The allegations explained that Ripple and its directors deliberately delayed or hasten the sales of the XRP token in line with market conditions. According to the SEC, such action is a violation of the laws guiding the sale of a security.
The SEC said the company enriched Larsen and Garlinghouse by making $1.38 billion from the sale of digital asset security called XRP.
Executives profited from selling unregistered XRP token
According to the complaint, Ripple ignored legal counsel letting the executives know that the 2013 sale of its coin could represent a security offering.
The filing also accused Garlinghouse and Larson of making $600 million for the sale of the unregistered XRP. The complaint also states that while both executives were cashing out from the XRP sales, they were still convincing investors that they were going long on the token. This led to a massive gain and constituted deceit.

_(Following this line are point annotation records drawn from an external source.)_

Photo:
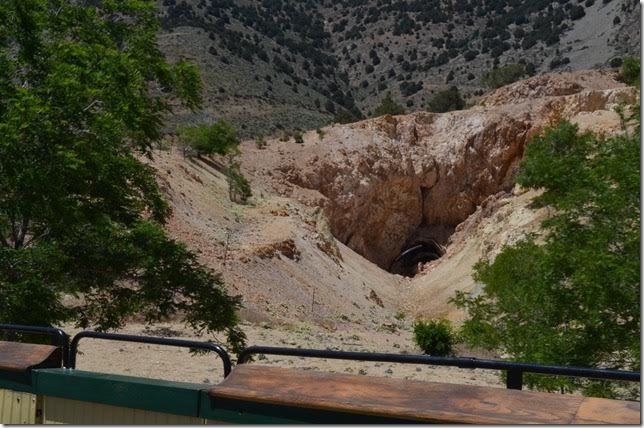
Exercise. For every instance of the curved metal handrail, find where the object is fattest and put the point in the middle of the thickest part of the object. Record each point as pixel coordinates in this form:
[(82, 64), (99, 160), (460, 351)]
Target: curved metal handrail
[(59, 335), (152, 340)]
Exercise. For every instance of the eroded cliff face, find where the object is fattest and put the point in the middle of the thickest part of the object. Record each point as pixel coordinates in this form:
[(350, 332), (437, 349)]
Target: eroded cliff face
[(391, 182)]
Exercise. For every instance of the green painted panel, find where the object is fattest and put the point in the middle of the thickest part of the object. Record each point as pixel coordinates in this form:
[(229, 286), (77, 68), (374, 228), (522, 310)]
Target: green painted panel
[(17, 381), (179, 398), (17, 407), (58, 410), (247, 412)]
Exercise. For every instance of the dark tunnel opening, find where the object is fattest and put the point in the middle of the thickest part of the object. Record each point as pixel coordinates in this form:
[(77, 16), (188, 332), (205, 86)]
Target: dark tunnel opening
[(411, 259)]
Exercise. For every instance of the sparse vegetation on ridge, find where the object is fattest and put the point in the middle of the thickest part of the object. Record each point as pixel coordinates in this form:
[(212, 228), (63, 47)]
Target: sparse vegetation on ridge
[(572, 295)]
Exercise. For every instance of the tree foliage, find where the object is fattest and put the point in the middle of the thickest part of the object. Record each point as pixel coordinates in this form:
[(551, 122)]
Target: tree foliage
[(83, 90), (447, 100), (389, 106), (570, 296)]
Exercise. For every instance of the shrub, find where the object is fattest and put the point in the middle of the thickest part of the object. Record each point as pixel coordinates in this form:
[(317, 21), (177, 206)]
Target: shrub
[(447, 100), (260, 142), (218, 138), (630, 72), (389, 106), (238, 186), (435, 337), (503, 75), (298, 137)]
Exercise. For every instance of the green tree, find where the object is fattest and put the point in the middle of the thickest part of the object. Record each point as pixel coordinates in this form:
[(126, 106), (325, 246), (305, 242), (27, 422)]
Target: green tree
[(389, 106), (83, 90), (570, 296), (502, 76), (219, 138), (447, 100)]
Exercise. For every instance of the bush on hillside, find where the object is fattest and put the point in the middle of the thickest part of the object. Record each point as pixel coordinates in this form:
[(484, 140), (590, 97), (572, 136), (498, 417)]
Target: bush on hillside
[(503, 75), (389, 106), (630, 71), (219, 138), (435, 337), (447, 100)]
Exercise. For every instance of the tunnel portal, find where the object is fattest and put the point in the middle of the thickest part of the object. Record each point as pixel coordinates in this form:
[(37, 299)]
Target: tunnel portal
[(412, 257)]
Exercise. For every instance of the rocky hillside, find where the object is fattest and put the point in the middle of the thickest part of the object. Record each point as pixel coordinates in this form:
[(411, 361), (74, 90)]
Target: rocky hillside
[(281, 65), (330, 217)]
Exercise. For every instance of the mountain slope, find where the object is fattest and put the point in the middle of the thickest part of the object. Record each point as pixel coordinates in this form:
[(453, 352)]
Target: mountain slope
[(282, 65)]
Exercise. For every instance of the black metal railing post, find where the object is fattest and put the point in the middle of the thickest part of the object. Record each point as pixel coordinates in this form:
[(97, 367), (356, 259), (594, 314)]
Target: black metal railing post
[(514, 379), (151, 340)]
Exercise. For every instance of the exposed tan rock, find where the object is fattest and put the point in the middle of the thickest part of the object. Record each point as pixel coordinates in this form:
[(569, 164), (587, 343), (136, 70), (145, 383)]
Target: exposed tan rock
[(376, 186), (388, 181)]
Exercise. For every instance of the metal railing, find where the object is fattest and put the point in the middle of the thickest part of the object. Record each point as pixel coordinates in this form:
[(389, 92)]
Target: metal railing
[(514, 370), (192, 344), (60, 337)]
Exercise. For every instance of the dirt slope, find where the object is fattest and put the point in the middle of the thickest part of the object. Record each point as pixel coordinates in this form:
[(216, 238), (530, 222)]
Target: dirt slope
[(307, 253)]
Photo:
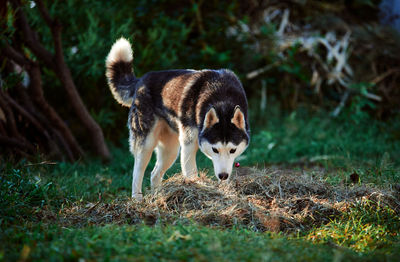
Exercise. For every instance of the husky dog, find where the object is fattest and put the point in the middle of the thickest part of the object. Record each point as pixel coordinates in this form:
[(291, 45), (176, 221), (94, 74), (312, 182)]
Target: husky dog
[(179, 109)]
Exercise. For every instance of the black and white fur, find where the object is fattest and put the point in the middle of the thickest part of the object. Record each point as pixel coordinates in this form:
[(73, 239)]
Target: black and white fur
[(179, 109)]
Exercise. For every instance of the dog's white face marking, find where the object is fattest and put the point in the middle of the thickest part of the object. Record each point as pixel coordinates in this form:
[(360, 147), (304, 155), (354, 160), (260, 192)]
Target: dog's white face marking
[(222, 155)]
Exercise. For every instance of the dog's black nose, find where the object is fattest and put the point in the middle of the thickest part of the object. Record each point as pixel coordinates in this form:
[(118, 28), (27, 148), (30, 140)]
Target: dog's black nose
[(223, 176)]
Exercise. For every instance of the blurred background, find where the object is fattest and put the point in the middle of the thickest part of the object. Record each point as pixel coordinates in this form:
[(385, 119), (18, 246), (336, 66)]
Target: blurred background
[(322, 77)]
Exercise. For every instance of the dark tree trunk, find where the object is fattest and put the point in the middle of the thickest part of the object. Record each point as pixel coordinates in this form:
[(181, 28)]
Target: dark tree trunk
[(56, 63)]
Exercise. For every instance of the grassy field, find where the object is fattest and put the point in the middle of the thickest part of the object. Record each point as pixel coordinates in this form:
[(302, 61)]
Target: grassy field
[(319, 189)]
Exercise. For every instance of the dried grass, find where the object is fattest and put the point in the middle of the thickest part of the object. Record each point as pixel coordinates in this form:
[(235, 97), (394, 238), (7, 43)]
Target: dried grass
[(269, 200)]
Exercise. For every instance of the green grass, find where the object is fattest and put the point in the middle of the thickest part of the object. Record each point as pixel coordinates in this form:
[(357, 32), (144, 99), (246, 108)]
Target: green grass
[(298, 140), (179, 242)]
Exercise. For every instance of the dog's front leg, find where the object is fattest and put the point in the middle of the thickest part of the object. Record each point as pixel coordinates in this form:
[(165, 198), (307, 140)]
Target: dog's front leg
[(188, 159)]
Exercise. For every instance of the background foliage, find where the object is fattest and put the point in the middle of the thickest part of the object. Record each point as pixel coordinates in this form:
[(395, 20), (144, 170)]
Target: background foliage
[(215, 34)]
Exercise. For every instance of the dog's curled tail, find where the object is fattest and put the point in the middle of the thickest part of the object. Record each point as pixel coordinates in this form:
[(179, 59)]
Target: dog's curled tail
[(119, 72)]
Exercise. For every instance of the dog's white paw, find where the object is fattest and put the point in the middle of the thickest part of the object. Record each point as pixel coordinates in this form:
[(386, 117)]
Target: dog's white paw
[(137, 197)]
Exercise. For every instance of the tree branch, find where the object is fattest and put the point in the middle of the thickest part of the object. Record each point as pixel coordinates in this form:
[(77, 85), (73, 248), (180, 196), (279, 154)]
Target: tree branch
[(29, 36)]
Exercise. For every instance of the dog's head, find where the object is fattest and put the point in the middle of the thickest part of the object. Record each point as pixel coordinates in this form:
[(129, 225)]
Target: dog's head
[(224, 136)]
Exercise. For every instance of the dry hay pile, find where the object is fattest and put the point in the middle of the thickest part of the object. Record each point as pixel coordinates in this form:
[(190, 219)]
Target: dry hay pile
[(272, 199)]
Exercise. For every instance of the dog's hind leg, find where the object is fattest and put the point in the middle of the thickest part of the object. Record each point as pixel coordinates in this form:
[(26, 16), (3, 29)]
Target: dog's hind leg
[(167, 151), (142, 156)]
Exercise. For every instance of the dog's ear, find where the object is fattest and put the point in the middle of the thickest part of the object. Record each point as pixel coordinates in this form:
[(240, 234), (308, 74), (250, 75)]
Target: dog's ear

The complaint referenced an incident in 2015 where one of the company’s market makers had to suspend the sale of Larsen and Garlinghouse’s XRP holdings because the token’s price had started retracting. Larson asked the market maker to suspend trades “until [the] market had recovered from this mistake.”
The complaint said a similar incident happened a year later after the defendants had to alter their net sales target to increase the price of then struggling XRP price.
The SEC stated that the “information asymmetry” the defendants created still exists today. According to the watchdog, it has enabled them to keep profiting at a high risk to investors.
Ripple defends allegation by the SEC
Stuart Alderoty, Ripple’s general counsel, commented about the SEC’s lawsuit update. He said he is disappointed by SEC’s attempt to fix their complaint after waiting for years to lay them out in the first place.
As many of you have seen, the SEC filed an amended complaint today. The only legal claim remains: did certain distributions of XRP constitute an investment contract? Disappointing the SEC needed to try to “fix” their complaint after waiting years to bring it in the first place…
— Stuart Alderoty (@s_alderoty) February 18, 2021
Alderoty stated that the only question left to be answered is whether Ripple’s XRP distribution constitutes an investment contract.
Last year, Chris Giancarlo, former Commodity Futures Trading Commission Chairman, stated that XRP doesn’t fit the Howest test criteria. As such, it shouldn’t be regarded as security.
Giancarlo also stated that Bitcoin (BTC) and Ethereum (ETH) should not be called securities. He was nicknamed “Crypto Dad” by the crypto community for his continuous talk about cryptocurrencies. Giancarlo, who represented Willkie Farr & Gallagher LLP, legal counsel to Ripple, added that his assertion was based on some information provided by Ripple.
As the case against Ripple and its executives unfolds, the XRP token has suffered the most hit. Yesterday, PayBito became the latest exchange to suspend trades on XRP, after several others have taken that route.